Multisensorisches Lernen – der Lerntyp 2.0

Wir nehmen unser ganzes Leben über unsere Sinne wahr. Wir sehen, hören, riechen, schmecken und fühlen die Welt und was in ihr passiert. Dabei sind die Sinneskanäle für unterschiedliche Menschen unterschiedlich wichtig und einprägsam. Daher hat man relativ lange sogenannte Lerntyp-Tests durchgeführt, über die man den jeweils dominanten, also besonders wichtigen, Kanal für einen Menschen bestimmt hat. Diesen Kanal sollten die Menschen dann nutzen, um möglichst leicht lernen zu können. So wurde z.B. auditiven Menschen empfohlen, dass sie das zu Lernende in irgendeiner Form aufnehmen und sich immer wieder anhören sollten. Oder kinästhetischen Menschen wurde nahegelegt, dass sie sich während eines Vortrags oder einer Unterrichtsstunde Notizen machen, da dies ihren bevorzugten Kanal des Fühlens bedient. Auf diese Weise passen wir unseren Arbeits- und Lern-Stil unserem Gehirn an und machen es ihm leichter.

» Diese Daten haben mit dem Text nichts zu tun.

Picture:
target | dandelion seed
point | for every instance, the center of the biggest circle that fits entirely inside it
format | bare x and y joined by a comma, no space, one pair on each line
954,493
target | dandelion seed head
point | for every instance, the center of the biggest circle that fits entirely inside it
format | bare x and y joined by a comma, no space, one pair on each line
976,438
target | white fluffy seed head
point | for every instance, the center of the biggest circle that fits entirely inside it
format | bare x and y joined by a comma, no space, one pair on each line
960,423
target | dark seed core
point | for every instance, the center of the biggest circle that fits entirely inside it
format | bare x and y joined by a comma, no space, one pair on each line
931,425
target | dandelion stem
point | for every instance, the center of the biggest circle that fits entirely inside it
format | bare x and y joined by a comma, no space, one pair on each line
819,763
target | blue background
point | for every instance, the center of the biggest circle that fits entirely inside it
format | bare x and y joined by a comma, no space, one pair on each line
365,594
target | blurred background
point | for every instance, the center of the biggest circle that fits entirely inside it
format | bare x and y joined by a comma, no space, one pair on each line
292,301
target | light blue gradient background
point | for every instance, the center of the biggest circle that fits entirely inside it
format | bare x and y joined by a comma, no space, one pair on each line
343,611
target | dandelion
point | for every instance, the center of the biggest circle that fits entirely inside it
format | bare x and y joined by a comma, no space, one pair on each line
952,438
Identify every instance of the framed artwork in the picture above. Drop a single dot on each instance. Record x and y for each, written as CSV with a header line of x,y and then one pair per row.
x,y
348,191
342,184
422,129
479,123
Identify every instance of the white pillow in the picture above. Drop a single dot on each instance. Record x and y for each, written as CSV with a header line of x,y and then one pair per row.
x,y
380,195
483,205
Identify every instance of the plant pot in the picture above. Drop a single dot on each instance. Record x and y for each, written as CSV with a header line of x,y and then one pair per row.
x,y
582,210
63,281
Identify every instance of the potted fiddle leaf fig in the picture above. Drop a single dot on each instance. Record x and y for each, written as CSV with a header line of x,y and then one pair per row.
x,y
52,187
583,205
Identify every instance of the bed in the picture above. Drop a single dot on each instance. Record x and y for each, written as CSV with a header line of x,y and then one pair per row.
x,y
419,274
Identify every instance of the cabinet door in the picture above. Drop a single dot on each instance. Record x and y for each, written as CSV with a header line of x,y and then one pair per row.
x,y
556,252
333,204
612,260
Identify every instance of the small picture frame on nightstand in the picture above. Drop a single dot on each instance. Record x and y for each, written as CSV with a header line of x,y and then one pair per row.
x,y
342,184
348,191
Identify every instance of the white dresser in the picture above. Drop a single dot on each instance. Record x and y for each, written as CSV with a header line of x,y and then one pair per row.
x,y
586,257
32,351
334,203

Die bildgebenden Verfahren haben nun einen weiteren wesentlichen Punkt hinzugefügt, der die Lerntyptests überflüssig macht: je mehr Sinneskanäle gleichzeig bespielt werden, desto mehr Gehirnareale sind gleichzeitig aktiv, um das Erlebnis wahrzunehmen und zu verarbeiten. Dadurch wird das Erlebnis nicht nur für uns, sondern auch für unser Gehirn intensiver und interessanter. Und je intensiver unser Gehirn etwas wahrnimmt, desto wahrscheinlicher, dass es sich diese Situation oder Information merkt und abspeichert.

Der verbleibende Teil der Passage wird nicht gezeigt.